Rey Jean-Noël · Nationalrat · 2004-03-02
Rey Jean-Noël · Nationalrat · Wallis · Sozialdemokratische Fraktion · 2004-03-02
Wortprotokoll
Je propose également, comme mon collègue Berberat, de biffer la lettre a de l'article 3 qui traite des concessions. Effectivement, l'ancien droit prévoyait un système de concessions pour tous les diffuseurs; le nouveau droit fait la distinction entre la SSR et les autres diffuseurs qui bénéficient du splitting et d'une fréquence réservée et qui, eux, seront soumis à une concession, alors que tous les autres ne le seront plus.

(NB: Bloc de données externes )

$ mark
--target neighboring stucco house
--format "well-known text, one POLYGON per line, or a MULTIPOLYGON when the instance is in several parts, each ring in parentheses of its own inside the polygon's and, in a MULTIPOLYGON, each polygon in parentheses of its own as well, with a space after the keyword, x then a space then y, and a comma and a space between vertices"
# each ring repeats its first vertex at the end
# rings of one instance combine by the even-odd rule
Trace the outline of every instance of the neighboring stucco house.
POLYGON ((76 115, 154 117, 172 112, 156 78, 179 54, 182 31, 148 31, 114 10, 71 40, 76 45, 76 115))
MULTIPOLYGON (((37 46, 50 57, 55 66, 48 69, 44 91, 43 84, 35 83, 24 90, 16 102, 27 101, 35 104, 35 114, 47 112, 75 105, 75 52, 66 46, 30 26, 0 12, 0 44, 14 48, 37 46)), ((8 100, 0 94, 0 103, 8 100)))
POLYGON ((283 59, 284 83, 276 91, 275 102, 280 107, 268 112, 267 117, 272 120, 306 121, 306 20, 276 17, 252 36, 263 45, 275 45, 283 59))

A mon avis, cela est contraire au principe du service public, aux règles en vigueur dans d'autres services publics, ainsi qu'à l'article 93 de la Constitution qui stipule précisément que la législation sur la radio et la télévision relève de la compétence de la Confédération. Par conséquent, si nous ne sommes pas opposés à ce qu'il y ait en plus une ouverture de ce service public, ce que nous contestons, c'est qu'il n'y ait pas de règle qui soit fixée. Nous sommes opposés à ce système dual qui veut que les uns aient l'obligation d'avoir une concession, alors que les autres peuvent diffuser sans avoir un système de concession.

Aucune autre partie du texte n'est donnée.